The 7.8 is a Ford built-in-Brazil engine.

http://www.expertdiesel.com/fordbrazilian.htm

http://www.usdieselparts.com/category.cfm?Category=1196&CFID=392510&CFTOKEN=687


----------



## Jay brown

thanks, in other words it's a throw away, since it has no sleves....


----------



## Ggg6

Jay I am curious what is the reasoning for thinking the 7.8L is a Cummins engine?


----------



## tjctransport

Jay brown;710313 said:


> thanks, in other words it's a throw away, since it has no sleves....
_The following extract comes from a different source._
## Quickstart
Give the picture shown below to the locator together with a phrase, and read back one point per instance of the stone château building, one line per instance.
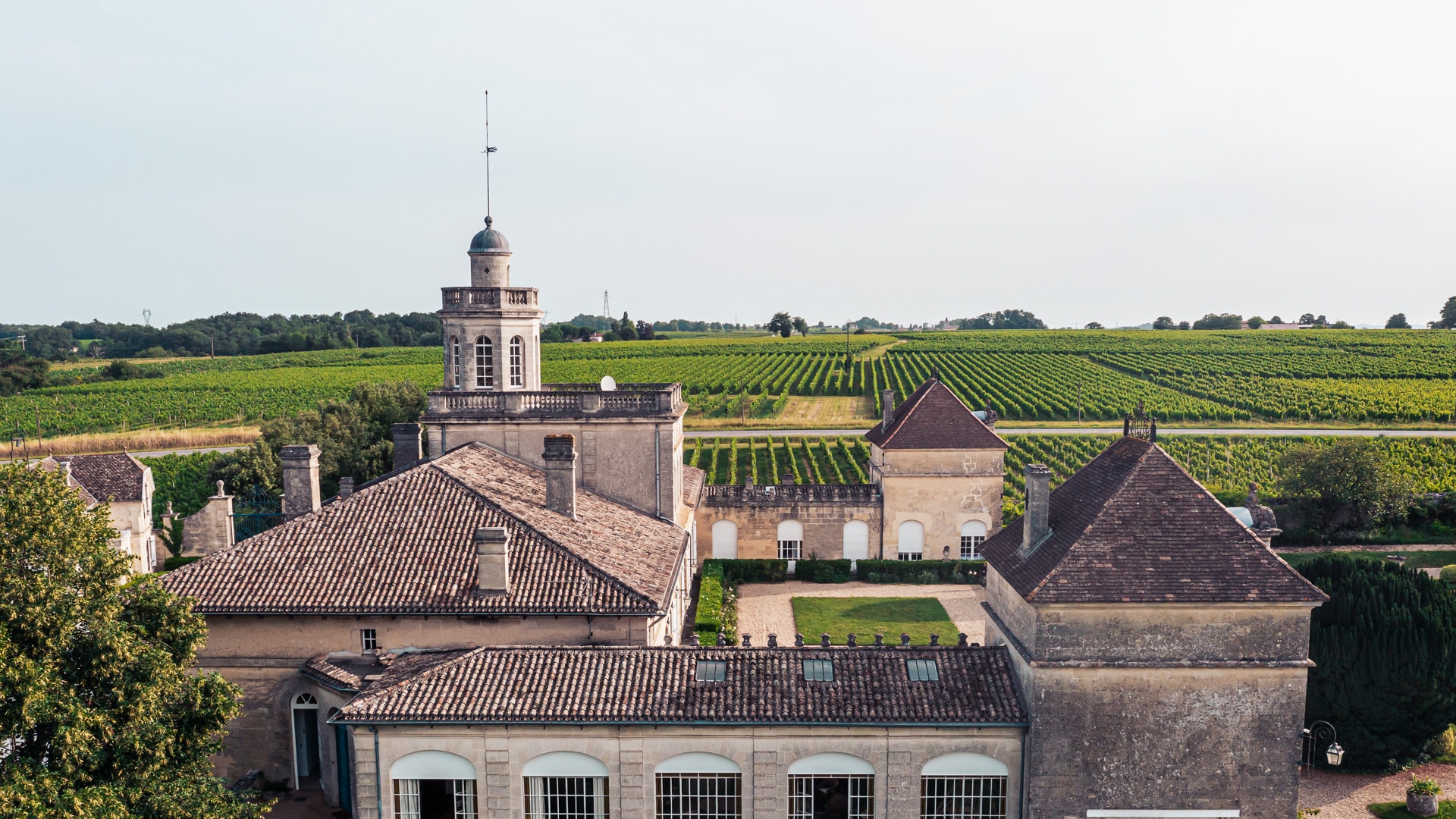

nope. when it gets tired, you rering it jusy like a gas engine. my ex partner has one with over 1 million miles on it. it has been rerung once about 3 years ago. that is a very good engine for a mid size truck
the only thing that is getting hard to find is the oil pump housing and parts.
we have 8 of them in F 800 service trucks at the new shop now. 
i think they are a way better engine than the P.O.S. 5.9 cummins ford replaced it with.


----------



## Jay brown

Ggg6;710565 said:


> Jay I am curious what is the reasoning for thinking the 7.8L is a Cummins engine?


 #32 01-04-2009, 10:07 PM 
bossplowguy 
Senior Member Join Date: Jan 2008
Location: Hazel Green, Wisconsin
Posts: 144

Quote:
Originally Posted by Jay brown 
we have a ford Diesel in an f800 and i think it's a damm good motor...assuming that Ford made that motor, too bad they cant make something on that I6 platform and just scale it down to fit into a pickup.... 
REPLY:
Thats because your motor is a cummins. Ford branded it as a ford diesel but they were a Brazilian made cummins. 
__________________

because of this thread when i asked in an earlier thread....


----------



## tjctransport

that person don't know his butt from a hole in the ground. there is absolutly nothing the same between the ford 6.6 and 7.8 engines and a cummins engine, except that they are all inline 6 cylinders.

he probably thinks ford still owns cummins also.


----------



## Ggg6

Ah I see. AFAIK Cummins had nothing to do with the 7.8L. It is true it was made in Brazil. They had some issues with cracking exh. manifolds, and were low h/p engines. But all in all not a bad engine, They were used a lot in the euro cab model trucks. I agree it's not a throw away block either, just hone it and re-ring.


----------



## beaver2

They are pretty good engines. Many fleets run them and have no problems. They are known for thier reliability, but hard to get parts for.


----------



## Ggg6

beaver2;711263 said:


> but hard to get parts for.


X2
They were hard to get parts for back when they were in production.


----------